You have to compromise or there might be a fire. Choose a resonant frequency that is significantly higher than your AC frequency and if this doesn't provide enough filtering, design a two stage filter or a 3 stage filter.
Best Answer
You're basically asking, how to design a power supply filtering and bypassing network. This question is really too broad to answer completely here, but I'll give some general ideas. Probably other answers will point out issues I've forgotten or alternative solutions.
I'll assume you're talking about a PC board design (as opposed to IC design or chassis system design).
The power supply filter has several responsibilities in your circuit:
Prevent the power supply's noise and interference received on the power supply lines from adversely affecting circuit operation.
Prevent switching noise from one IC in your circuit from adversely affecting it's own operation or operation of other ICs.
Prevent switching noise from your circuit from creating radiated emissions from the power supply lines.
In order to design your power supply network carefully, you will need to model each of the sources of noise, then use calculations or simulations to determine how each contributes to the effects I outlined; then determine a filter topology and component values that adequately constrain these effects.
Roughly speaking, the input (10 uF in your example) cap and inductor in your circuit are responsible for #1; The individual 0.1 uF caps at each IC are responsible for #2; and the 0.1 uF caps and inductor are responsible for #3.
Also, the importance of each issue depends on the details of your circuit:
For a precision analog circuit, be especially wary of source noise affecting the circuit.
For a digital circuit, be especially wary of generated emissions.
For a mixed-signal circuit, consider the concerns of both analog and digital circuits, and also be especially concerned about noise generated by digital circuits affecting performance of analog circuits.
A couple of other considerations:
You mentioned that your circuit uses an inductor in the top arm of the pi.
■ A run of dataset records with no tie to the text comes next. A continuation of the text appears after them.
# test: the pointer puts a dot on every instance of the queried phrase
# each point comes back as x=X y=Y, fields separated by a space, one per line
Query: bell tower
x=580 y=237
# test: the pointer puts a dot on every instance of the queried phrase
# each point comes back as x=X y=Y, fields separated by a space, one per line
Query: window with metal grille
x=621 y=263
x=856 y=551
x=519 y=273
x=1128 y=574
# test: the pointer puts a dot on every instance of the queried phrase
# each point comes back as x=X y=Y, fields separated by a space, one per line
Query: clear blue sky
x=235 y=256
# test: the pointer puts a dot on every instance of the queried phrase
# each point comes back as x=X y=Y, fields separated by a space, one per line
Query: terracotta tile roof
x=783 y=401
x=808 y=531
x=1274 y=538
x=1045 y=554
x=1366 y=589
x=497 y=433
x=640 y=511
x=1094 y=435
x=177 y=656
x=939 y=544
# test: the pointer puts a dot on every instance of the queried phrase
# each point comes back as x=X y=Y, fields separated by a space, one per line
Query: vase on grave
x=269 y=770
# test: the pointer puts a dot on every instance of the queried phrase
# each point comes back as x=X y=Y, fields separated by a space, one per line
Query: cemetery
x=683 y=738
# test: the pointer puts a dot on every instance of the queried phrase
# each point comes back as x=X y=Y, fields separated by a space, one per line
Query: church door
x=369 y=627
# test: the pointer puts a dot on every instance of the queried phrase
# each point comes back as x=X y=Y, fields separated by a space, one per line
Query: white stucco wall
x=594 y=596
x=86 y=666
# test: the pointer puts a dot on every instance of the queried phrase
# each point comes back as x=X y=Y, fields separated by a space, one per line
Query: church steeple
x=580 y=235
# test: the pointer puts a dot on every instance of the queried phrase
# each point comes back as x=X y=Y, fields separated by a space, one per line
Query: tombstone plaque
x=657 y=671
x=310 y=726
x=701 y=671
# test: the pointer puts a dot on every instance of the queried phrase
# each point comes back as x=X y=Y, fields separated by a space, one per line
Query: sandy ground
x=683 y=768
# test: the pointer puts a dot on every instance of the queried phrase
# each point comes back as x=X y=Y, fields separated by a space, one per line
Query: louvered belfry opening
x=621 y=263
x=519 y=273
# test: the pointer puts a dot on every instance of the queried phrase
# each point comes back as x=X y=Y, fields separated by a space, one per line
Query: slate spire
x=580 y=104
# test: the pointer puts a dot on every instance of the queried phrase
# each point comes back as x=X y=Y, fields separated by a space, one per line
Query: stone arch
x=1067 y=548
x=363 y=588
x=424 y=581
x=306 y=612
A ferrite bead is often used in this location instead because its less likely to cause an oscillation due to resonance with capacitances in your circuit. On the other hand its often hard to specify a complete model for a ferrite bead and so difficult to predict its behavior with simulation.
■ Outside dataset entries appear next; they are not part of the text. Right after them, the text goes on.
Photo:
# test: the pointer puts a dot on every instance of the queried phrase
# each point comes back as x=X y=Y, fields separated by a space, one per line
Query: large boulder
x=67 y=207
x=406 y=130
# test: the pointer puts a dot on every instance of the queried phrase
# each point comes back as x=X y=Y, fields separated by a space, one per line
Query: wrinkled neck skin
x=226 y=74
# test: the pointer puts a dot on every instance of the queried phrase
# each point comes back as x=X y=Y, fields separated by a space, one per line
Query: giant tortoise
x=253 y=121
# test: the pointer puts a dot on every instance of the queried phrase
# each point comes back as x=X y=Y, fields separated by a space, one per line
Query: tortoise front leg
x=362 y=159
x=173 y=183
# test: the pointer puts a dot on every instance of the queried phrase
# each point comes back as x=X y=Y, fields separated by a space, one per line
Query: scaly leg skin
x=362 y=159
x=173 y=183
You mention a 10 uF electrolytic cap on the input. This is actually not a very large value. I've seen circuits with many 100's of uF in this location. However increasing this value also increases the inrush current drawn from the power supply when the circuit is turned on.
That said, the network you describe is a very common one that will be adequate for many situations. If you have a good reason to improve it, please ask more specific questions and we will try to assist you.